Guardian
June 3, 2012
The American economist has a plan to escape the financial crisis, and it doesn't involve austerity measures or deregulating the banks. But will policy-makers, including our coalition government, heed his advice?
By now you will probably have read an awful lot about the financial crisis. Perhaps I've been reading all the wrong stuff, but until now I hadn't managed to find answers to the most puzzling questions. If the crash of 2008 was preceded by an era of unprecedented prosperity, how come most of the people I know weren't earning much?
Deregulation of financial services was supposed to have made us all better off, so why did most of us have to live off credit to keep up? Now that it has all gone wrong, and everyone agrees we're in the worst crisis since the Great Depression, why aren't we following the lessons we learned in the 1930s?
President Obama attempted one of the biggest Keynesian stimulus programmes. Why has it been only minimally effective? Why do most other western leaders still insist the only way out is to tighten our belts and pay off our debts, when that clearly isn't working either? And how come the bankers, credit agencies and bond traders are still treated with cowed reverence – don't frighten the markets! – when they got us into this mess?

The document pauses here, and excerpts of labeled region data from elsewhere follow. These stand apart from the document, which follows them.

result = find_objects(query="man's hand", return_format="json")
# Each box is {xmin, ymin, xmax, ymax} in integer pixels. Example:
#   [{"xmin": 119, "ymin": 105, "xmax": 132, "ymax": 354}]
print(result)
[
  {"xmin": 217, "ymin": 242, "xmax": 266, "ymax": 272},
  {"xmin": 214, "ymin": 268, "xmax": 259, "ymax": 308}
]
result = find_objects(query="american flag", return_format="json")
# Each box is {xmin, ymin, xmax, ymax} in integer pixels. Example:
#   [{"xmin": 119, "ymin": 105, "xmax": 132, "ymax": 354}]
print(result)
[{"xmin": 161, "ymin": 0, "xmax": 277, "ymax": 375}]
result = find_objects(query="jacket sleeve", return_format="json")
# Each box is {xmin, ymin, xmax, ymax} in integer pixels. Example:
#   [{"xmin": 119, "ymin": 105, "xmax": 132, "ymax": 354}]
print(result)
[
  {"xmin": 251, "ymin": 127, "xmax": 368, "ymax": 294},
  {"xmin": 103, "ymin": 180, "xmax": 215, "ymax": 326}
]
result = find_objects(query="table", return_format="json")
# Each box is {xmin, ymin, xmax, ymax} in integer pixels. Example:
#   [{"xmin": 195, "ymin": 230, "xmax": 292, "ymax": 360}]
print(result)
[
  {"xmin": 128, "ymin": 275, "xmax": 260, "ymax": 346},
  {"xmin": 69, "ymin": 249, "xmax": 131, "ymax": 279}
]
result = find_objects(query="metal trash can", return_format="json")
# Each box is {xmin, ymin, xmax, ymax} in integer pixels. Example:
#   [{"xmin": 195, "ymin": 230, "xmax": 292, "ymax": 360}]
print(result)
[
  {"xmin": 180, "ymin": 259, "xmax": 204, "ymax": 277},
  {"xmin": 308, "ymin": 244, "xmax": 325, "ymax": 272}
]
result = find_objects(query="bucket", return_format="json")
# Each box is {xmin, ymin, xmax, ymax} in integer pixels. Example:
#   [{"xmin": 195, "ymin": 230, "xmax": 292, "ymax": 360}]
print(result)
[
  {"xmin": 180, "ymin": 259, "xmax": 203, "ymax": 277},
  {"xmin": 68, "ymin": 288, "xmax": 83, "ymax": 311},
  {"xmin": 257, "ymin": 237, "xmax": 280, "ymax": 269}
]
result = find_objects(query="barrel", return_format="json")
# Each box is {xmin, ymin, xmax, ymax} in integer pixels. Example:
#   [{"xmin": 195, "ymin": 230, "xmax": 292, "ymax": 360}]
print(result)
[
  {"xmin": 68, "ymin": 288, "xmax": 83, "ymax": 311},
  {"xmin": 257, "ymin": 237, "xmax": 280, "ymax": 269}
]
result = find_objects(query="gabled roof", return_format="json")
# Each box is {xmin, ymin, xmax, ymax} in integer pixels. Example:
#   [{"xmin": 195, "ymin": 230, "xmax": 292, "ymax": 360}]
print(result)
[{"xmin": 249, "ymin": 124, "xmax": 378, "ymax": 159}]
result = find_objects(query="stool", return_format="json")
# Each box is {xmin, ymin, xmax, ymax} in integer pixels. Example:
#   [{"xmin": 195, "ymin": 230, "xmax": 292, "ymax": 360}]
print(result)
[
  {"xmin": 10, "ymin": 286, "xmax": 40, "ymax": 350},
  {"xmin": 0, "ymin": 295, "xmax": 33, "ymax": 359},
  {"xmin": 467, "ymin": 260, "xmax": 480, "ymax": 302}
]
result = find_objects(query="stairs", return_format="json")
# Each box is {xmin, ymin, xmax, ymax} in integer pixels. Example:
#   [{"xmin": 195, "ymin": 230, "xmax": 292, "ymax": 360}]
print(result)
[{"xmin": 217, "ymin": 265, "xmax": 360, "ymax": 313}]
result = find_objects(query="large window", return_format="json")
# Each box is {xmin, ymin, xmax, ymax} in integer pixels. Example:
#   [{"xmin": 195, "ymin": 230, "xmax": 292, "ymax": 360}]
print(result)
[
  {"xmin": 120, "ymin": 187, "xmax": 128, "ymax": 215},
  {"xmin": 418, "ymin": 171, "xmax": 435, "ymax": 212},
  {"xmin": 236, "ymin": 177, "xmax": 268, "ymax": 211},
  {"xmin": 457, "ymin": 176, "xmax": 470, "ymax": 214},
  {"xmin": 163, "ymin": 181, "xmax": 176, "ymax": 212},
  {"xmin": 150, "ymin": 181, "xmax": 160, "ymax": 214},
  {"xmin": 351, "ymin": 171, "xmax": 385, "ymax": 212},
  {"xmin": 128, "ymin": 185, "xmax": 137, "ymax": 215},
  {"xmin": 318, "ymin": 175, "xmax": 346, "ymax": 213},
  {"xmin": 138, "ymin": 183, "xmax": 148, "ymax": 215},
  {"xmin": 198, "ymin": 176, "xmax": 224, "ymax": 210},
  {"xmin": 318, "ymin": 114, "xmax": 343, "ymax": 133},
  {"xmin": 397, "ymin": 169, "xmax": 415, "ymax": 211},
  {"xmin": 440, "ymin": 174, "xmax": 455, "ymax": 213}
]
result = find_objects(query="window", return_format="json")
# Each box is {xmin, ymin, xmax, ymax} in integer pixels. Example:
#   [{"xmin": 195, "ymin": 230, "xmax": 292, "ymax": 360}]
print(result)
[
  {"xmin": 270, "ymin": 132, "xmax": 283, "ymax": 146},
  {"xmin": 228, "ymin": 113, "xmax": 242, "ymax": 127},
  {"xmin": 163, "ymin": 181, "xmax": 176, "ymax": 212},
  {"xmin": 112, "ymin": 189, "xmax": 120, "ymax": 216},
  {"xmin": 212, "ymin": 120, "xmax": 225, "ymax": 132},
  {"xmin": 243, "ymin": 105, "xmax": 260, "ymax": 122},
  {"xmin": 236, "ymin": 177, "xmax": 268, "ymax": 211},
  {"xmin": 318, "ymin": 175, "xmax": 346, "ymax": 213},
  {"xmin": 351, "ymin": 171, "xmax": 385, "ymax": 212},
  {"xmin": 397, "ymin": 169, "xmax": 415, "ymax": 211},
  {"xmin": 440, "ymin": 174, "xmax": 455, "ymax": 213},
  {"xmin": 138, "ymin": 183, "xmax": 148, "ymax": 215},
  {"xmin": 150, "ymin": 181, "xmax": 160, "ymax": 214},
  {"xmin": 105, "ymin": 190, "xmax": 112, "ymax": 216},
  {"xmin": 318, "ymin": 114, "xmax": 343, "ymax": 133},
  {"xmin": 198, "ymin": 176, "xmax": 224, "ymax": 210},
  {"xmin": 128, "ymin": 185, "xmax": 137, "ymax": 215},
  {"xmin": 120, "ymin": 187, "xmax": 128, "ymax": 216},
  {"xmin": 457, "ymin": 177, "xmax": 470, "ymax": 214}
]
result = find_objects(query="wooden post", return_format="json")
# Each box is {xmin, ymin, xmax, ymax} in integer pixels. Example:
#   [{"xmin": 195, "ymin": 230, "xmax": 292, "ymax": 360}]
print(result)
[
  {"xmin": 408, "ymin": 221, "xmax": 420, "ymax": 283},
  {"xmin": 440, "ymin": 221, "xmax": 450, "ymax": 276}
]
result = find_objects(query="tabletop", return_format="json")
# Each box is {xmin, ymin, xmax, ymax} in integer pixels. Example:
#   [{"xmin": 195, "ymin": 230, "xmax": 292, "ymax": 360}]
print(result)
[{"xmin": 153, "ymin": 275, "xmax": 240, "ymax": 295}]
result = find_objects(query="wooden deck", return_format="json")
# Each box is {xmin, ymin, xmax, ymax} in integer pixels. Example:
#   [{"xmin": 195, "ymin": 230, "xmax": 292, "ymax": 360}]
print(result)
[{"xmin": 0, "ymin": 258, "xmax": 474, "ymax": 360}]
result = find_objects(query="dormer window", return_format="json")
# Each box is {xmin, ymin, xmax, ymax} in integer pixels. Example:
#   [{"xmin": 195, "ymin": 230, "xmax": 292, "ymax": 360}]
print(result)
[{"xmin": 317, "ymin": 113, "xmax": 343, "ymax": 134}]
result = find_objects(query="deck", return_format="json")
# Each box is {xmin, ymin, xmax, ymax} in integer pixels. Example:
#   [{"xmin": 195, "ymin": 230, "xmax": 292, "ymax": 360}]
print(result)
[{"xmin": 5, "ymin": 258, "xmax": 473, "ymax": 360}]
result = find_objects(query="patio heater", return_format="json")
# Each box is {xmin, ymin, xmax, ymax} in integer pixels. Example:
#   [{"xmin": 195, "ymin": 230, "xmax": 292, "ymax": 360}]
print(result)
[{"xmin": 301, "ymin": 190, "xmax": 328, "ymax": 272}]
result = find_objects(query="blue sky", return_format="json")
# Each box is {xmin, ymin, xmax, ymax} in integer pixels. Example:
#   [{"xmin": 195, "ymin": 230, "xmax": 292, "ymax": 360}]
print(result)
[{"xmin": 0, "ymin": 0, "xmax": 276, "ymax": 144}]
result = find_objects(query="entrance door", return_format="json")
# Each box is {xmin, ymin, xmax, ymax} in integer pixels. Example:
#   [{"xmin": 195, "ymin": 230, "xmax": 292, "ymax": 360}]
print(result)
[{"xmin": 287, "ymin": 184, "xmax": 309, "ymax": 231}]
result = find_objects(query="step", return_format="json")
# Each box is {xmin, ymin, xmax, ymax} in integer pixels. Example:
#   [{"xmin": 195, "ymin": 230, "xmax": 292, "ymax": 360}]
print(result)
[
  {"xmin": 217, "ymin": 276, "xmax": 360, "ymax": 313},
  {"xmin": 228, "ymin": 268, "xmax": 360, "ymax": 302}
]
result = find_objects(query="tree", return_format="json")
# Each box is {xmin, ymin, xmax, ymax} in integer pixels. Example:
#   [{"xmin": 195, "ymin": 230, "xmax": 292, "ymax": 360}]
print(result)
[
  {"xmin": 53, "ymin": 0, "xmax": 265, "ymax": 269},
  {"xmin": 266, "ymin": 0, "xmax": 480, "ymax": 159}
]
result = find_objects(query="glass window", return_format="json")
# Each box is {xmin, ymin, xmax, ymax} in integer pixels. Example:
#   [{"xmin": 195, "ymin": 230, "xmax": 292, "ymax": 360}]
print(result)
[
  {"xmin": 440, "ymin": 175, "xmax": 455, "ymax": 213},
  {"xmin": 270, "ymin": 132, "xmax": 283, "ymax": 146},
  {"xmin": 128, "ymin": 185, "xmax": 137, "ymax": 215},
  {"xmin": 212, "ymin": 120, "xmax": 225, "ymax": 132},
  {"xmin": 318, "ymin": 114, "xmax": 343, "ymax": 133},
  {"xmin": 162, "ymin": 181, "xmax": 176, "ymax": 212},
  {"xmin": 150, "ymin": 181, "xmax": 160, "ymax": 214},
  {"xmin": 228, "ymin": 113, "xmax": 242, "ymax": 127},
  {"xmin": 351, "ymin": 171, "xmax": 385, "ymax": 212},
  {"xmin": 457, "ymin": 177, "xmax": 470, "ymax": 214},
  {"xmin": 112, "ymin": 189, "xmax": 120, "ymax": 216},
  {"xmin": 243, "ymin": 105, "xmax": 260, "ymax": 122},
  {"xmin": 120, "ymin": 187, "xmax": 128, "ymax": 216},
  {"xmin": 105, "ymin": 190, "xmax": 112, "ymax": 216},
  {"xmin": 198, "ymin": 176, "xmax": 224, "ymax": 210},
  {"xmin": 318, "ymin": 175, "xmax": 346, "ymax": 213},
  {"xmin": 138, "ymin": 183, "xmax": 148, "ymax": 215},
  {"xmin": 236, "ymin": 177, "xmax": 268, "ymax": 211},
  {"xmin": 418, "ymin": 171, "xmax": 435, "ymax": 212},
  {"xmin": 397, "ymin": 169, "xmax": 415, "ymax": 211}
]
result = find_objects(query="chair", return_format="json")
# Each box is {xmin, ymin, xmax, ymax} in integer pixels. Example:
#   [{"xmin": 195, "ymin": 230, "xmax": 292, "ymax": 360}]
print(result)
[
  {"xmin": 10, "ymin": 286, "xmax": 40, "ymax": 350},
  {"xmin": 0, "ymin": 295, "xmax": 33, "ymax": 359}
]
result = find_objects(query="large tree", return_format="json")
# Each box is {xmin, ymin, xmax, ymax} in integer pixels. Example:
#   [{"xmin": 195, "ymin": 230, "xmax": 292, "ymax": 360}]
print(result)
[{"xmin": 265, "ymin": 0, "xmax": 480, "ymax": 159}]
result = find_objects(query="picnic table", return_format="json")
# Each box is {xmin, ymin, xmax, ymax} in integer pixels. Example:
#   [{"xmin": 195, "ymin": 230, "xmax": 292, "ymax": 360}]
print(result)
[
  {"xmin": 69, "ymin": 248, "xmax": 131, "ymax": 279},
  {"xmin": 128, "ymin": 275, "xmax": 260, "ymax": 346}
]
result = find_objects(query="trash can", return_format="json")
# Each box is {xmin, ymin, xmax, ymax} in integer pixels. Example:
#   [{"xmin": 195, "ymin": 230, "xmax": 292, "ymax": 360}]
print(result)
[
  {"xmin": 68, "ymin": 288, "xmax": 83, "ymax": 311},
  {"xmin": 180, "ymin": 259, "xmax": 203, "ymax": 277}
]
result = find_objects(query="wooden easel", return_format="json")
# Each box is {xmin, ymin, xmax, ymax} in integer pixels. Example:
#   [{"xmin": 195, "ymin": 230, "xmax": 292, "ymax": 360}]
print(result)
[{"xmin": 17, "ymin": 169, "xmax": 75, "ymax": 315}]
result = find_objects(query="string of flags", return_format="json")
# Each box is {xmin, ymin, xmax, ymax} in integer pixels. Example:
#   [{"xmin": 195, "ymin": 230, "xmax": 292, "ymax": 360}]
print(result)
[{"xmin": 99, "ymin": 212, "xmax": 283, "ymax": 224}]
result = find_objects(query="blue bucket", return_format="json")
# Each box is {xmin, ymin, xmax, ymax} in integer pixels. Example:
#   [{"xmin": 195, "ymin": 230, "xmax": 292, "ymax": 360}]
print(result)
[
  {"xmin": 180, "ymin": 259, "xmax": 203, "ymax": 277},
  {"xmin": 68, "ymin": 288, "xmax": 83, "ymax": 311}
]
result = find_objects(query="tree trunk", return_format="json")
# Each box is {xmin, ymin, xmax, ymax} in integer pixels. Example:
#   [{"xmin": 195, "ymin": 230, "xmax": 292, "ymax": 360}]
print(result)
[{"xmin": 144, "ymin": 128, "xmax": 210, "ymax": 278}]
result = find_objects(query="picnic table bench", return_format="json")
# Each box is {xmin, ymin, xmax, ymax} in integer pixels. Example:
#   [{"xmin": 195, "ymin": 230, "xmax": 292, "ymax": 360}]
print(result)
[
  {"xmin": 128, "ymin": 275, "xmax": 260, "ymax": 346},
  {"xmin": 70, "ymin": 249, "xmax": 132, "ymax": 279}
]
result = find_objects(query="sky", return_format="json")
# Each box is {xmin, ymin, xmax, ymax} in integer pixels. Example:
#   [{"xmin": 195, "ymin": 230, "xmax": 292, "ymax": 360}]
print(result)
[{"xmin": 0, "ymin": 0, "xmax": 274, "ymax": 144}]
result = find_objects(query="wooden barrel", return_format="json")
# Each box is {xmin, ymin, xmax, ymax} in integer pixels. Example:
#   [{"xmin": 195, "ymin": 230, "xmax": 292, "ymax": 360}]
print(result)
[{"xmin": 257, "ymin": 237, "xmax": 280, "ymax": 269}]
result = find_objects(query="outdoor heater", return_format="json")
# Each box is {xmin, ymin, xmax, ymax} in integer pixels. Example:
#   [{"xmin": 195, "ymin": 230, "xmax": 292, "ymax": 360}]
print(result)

These mysteries were beginning to make me feel as if I must be going mad – but since reading Paul Krugman's new book, I fear I'm in danger instead of becoming a bore. It's the sort of book you wish were compulsory reading, and want to quote to anyone who'll listen, because End This Depression Now! provides a comprehensive narrative of how we have ended up doing the opposite of what logic and history tell us we must do to get out of this crisis.